The issues with dividend and share repurchases are, again, to some degree transitional. Once we get past them, we get past them. The dividend in particular is an important component to us. And it's -- at least for some shareholders and in some minds, it's as or more important than the share repurchase component.
In acquisitions, again, we looked at a lot of acquisitions, even before Downers Grove and didn't do them. But we've done three. We know how to do them. We did the Citibank deal; it's worked out well. We did things that very few other people did. So, I think that we've executed that part of the business plan pretty well. I'm very, very glad, for example, we didn't go out doing three- and four-book deals three or four years ago, and made the goodwill impairment challenge even bigger.
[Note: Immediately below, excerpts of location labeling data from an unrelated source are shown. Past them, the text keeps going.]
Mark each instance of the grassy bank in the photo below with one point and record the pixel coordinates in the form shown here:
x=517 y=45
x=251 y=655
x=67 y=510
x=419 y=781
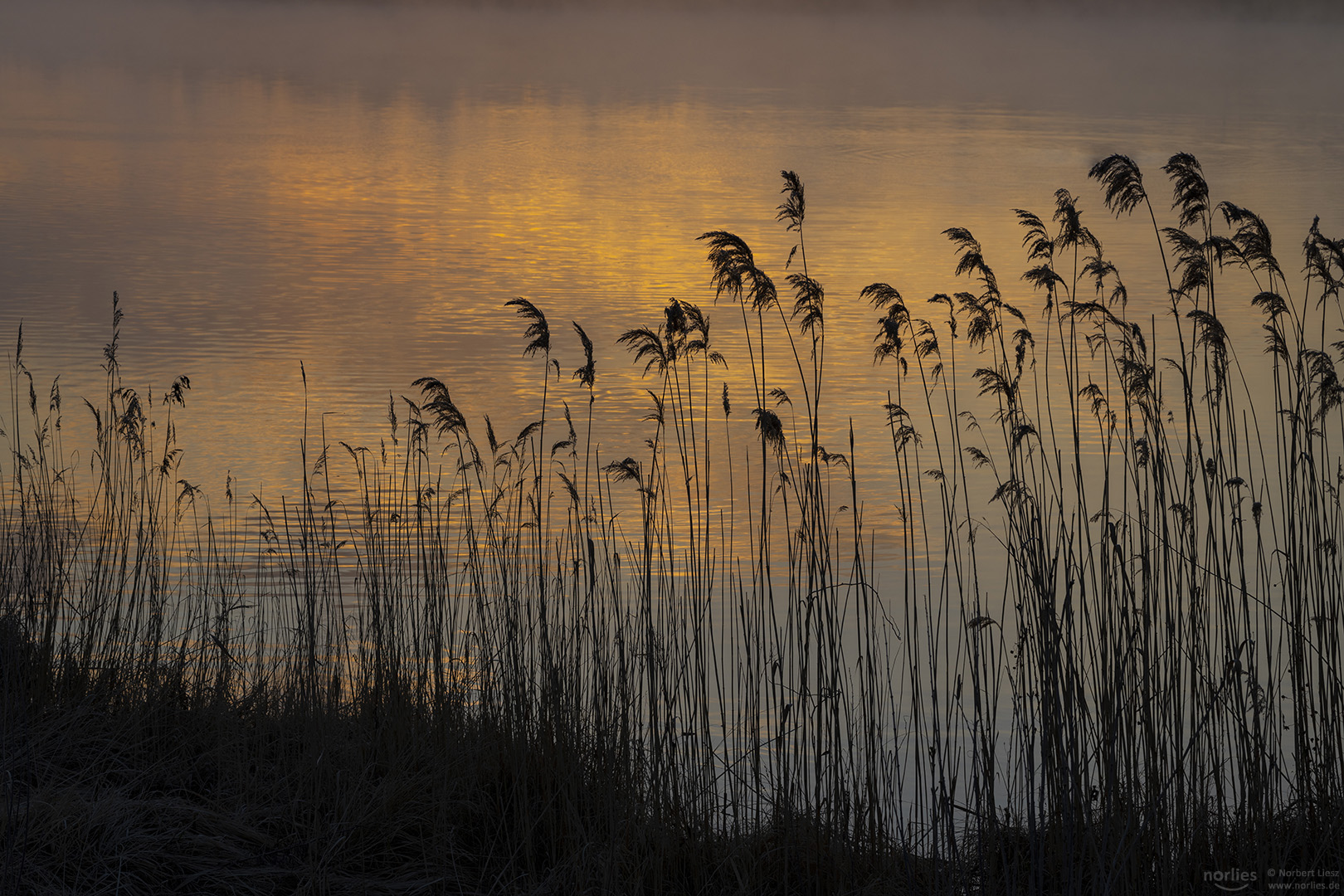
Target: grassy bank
x=461 y=661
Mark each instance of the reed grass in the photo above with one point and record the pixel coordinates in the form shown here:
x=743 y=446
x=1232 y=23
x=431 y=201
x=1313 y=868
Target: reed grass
x=1108 y=659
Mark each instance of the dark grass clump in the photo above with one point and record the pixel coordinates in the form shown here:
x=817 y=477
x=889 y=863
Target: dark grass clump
x=1107 y=657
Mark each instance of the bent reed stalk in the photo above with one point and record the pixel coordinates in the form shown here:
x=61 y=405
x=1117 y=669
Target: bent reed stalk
x=1109 y=659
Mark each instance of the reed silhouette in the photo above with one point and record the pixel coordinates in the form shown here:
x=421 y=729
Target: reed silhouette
x=1108 y=659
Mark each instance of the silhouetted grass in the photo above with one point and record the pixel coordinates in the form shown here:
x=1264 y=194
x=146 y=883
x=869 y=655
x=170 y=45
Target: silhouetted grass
x=1108 y=660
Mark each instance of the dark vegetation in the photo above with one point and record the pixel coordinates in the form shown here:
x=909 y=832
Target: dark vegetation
x=1109 y=660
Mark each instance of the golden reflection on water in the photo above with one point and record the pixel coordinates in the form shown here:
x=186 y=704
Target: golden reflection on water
x=254 y=221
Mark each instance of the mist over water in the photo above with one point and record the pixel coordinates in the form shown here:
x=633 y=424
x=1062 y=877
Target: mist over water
x=360 y=187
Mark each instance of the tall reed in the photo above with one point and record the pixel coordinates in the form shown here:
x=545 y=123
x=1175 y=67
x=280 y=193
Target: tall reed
x=1107 y=657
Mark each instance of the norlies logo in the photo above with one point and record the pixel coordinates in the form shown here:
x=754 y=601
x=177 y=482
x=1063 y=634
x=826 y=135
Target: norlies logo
x=1231 y=880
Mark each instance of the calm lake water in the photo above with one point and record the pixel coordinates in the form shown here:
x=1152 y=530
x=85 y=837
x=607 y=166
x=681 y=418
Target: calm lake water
x=360 y=188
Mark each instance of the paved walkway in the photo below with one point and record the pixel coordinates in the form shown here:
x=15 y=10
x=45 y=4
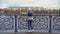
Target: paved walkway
x=29 y=33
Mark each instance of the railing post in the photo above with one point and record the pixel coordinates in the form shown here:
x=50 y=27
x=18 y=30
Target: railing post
x=50 y=23
x=15 y=23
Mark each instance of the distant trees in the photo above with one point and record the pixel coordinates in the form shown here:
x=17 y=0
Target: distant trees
x=24 y=11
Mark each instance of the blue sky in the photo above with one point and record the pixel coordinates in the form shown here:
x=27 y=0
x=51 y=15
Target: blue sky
x=28 y=3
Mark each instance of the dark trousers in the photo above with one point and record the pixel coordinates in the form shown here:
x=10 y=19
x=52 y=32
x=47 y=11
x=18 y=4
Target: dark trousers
x=30 y=24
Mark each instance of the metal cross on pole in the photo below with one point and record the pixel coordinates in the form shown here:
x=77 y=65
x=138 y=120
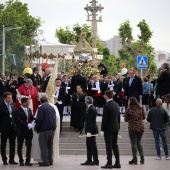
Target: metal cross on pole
x=92 y=13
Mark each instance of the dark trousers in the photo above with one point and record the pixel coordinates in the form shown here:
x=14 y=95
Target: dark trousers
x=60 y=109
x=46 y=146
x=135 y=138
x=28 y=143
x=11 y=136
x=98 y=101
x=92 y=149
x=162 y=134
x=111 y=144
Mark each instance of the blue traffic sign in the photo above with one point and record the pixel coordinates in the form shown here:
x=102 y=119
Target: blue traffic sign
x=142 y=62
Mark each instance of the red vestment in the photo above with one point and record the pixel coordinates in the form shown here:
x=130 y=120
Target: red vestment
x=33 y=92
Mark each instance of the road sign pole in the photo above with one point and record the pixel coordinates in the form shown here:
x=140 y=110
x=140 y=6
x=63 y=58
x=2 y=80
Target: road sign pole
x=141 y=73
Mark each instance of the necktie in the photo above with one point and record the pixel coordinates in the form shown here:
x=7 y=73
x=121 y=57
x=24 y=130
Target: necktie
x=130 y=81
x=26 y=112
x=57 y=92
x=9 y=108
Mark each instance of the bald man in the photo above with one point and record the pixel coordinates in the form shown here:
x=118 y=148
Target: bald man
x=158 y=117
x=46 y=79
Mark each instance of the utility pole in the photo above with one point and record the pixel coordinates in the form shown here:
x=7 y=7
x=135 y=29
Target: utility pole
x=3 y=45
x=92 y=13
x=3 y=50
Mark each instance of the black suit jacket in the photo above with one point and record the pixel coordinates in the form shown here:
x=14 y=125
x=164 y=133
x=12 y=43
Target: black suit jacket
x=102 y=88
x=45 y=83
x=65 y=85
x=21 y=81
x=90 y=125
x=62 y=94
x=22 y=123
x=2 y=87
x=163 y=81
x=111 y=117
x=135 y=89
x=5 y=119
x=78 y=80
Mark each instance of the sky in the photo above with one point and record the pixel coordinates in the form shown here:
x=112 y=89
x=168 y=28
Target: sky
x=61 y=13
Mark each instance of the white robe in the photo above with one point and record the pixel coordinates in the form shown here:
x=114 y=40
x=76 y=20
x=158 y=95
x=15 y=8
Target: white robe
x=36 y=153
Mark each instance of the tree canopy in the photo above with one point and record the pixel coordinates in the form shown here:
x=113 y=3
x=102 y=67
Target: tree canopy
x=71 y=35
x=16 y=14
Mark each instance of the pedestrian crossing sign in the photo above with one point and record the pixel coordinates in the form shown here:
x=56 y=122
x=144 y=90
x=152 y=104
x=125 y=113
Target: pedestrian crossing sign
x=142 y=62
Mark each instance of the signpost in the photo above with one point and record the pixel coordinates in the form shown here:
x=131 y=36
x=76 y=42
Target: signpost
x=142 y=63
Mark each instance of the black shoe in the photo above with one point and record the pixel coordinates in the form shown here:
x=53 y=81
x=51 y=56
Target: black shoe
x=13 y=163
x=96 y=163
x=142 y=161
x=28 y=164
x=21 y=164
x=107 y=166
x=116 y=166
x=43 y=164
x=87 y=163
x=5 y=163
x=133 y=162
x=50 y=163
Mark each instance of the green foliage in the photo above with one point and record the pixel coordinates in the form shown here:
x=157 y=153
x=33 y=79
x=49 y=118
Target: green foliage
x=16 y=14
x=131 y=49
x=71 y=35
x=146 y=34
x=111 y=62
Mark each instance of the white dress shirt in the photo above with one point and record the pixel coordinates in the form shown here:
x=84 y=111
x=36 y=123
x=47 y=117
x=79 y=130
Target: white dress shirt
x=98 y=86
x=57 y=92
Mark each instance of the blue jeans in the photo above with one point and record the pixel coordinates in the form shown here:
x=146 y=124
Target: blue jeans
x=162 y=133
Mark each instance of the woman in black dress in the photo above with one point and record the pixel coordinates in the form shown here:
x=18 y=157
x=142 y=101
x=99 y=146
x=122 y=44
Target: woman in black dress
x=78 y=109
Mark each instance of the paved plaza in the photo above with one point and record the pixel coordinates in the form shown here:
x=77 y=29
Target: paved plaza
x=72 y=162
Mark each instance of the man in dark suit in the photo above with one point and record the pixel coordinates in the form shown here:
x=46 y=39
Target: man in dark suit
x=78 y=80
x=36 y=79
x=45 y=126
x=46 y=79
x=133 y=86
x=2 y=87
x=7 y=128
x=163 y=81
x=67 y=102
x=23 y=117
x=21 y=79
x=59 y=98
x=91 y=129
x=110 y=128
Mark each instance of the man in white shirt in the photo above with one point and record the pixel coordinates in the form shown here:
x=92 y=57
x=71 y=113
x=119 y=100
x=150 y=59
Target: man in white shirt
x=59 y=98
x=97 y=92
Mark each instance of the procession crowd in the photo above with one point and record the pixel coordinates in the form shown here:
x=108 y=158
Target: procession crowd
x=25 y=107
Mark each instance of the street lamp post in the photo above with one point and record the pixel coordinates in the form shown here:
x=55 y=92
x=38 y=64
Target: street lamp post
x=92 y=13
x=3 y=45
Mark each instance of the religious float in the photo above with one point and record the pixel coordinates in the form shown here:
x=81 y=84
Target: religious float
x=70 y=58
But looking forward, the strategy will remain the same. We like the Community Bank mission. It's leavened a little bit by the commercial leasing operations, leavened a little bit by the wholesale commercial lending and some of the other markets that we like.
Were an acquisition opportunity to come by when the timing is right, we'll look at it. But the cleaner the shop the better. Because it will just be more accretive to earnings at the time. If somebody wants to acquire us, we have always said we are willing to listen, but there's comparatively few acquirers out there with the capital and a consideration that is worthy of consideration. But if the phone rings, as we have before, we'll continue to talk to them.
So I think, to some degree, what we're going through is endemic to the Community Bank balance sheet. Our borrowers -- some of our borrowers are just kind of reaching the end of their rope. But we'll work through them and we'll work through it. And then we'll get back to growing the balance sheet in the right way.
Jon Burke - Analyst
Okay. I appreciate that. And just from our standpoint, you talk of the dividend repurchase. Frankly, if the dividend was zero and that money was being used to repurchase stock at 30% discount to book, then that would make us happy. So, I guess just for the record (multiple speakers) --.
F. Morgan Gasior - Chairman, CEO and President
We know. Trust us that we know that. (laughter)
Jon Burke - Analyst
All right. I appreciate it. Thanks.
Operator
(Operator Instructions). Brian Martin, FIG Partners.
Brian Martin - Analyst
Just a couple other questions I was going to run through. The -- Morgan, on the balance sheet, you talked about that $17 million credit potentially paying off here. I guess what is the thought on the balance sheet -- the outlook for growth, just kind of the dynamics that we should expect maybe over the next five quarters.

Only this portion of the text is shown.